The headlines are being generated, of course, to soften the fact that Copenhagen will fail to create a new convention to supplant the Kyoto protocol, something that will have to wait until next year at the earliest. (see Copenhagen countdown subscription required).

The pledge from President Obama, such as it is (cuts of “around 17%” from 2005 levels by 2020), also is only an aspiration until it can be ratified in Congress next year. As The Economist magazine points out:

“The promised target is no different than that already passed by the House of Representatives, and considerably lower than what other rich countries (especially in Europe) have promised.”

It has also been noticed that Mr Obama’s visit to Copenhagen is a somewhat half-hearted affair, timed to coincide with his trip to Oslo to collect the Noble Peace Prize and coming early on in proceedings—the opening day—”well before the crunch time near the end” (see It’s off to Denmark we go subscription required).

Andrew Mitchell, the UK’s shadow development secretary, sees the “litmus test” of success as the world’s ability to keep global warming to two degrees. Worryingly as The Independent pointed out earlier this month, scientists are already planning for worse. Mitchell added that if the “deal on the table doesn’t look like it is going to do this, then the British delegation must have the nerve to reject the usual back-slapping and face-saving statements”. With delegates already managing expectations such a stand is likely to prove fruitless.

Yvo de Boer, the UN’s climate change head, has also been managing expectations this week.
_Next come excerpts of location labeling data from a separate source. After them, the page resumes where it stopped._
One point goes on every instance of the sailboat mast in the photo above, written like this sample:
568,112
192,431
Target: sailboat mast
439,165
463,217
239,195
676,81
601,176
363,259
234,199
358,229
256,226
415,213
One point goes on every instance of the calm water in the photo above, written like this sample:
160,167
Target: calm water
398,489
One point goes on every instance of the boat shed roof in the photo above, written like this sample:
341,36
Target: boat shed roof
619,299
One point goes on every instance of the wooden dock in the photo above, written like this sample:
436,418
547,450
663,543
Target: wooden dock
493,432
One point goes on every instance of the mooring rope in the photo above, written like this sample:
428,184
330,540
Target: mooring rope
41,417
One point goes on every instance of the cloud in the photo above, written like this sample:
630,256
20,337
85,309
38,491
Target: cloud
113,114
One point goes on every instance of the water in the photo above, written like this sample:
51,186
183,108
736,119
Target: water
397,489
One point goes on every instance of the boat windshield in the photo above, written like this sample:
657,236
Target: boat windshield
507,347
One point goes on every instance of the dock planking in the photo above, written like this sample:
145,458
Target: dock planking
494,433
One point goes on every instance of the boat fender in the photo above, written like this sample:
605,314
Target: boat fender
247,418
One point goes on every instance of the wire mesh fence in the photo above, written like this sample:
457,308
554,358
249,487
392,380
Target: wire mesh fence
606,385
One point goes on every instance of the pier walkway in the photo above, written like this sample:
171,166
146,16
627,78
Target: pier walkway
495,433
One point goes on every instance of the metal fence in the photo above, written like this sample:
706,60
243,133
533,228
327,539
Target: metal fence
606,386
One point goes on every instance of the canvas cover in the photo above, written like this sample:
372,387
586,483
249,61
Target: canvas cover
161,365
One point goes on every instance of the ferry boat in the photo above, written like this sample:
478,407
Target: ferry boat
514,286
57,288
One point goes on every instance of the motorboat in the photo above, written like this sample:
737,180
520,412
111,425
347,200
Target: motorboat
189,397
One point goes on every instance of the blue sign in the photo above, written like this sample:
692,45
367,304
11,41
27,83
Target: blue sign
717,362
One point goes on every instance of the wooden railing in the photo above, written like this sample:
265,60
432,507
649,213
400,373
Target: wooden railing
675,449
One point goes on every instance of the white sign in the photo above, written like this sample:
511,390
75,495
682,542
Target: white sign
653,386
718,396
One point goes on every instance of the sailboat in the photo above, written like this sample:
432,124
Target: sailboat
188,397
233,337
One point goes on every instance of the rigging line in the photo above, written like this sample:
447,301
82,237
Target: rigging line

On Wednesday, at a pre-summit press conference, he talked of four elements of success at Copenhagen, starting with firm emissions-cutting commitments from developed countries, especially the US. The other aims about helping the developing countries to fund their plans for curbing emissions growth are contingent on the first, which won’t happen. So, he said, look out for a deal in Copenhagen to allow the Kyoto protocol to continue after it expires in 2012; but whatever the headlines, such a small achievement shouldn’t be confused with a meaningful replacement for Kyoto that would bring in countries accounting for more than two-thirds of the world’s CO2 emissions.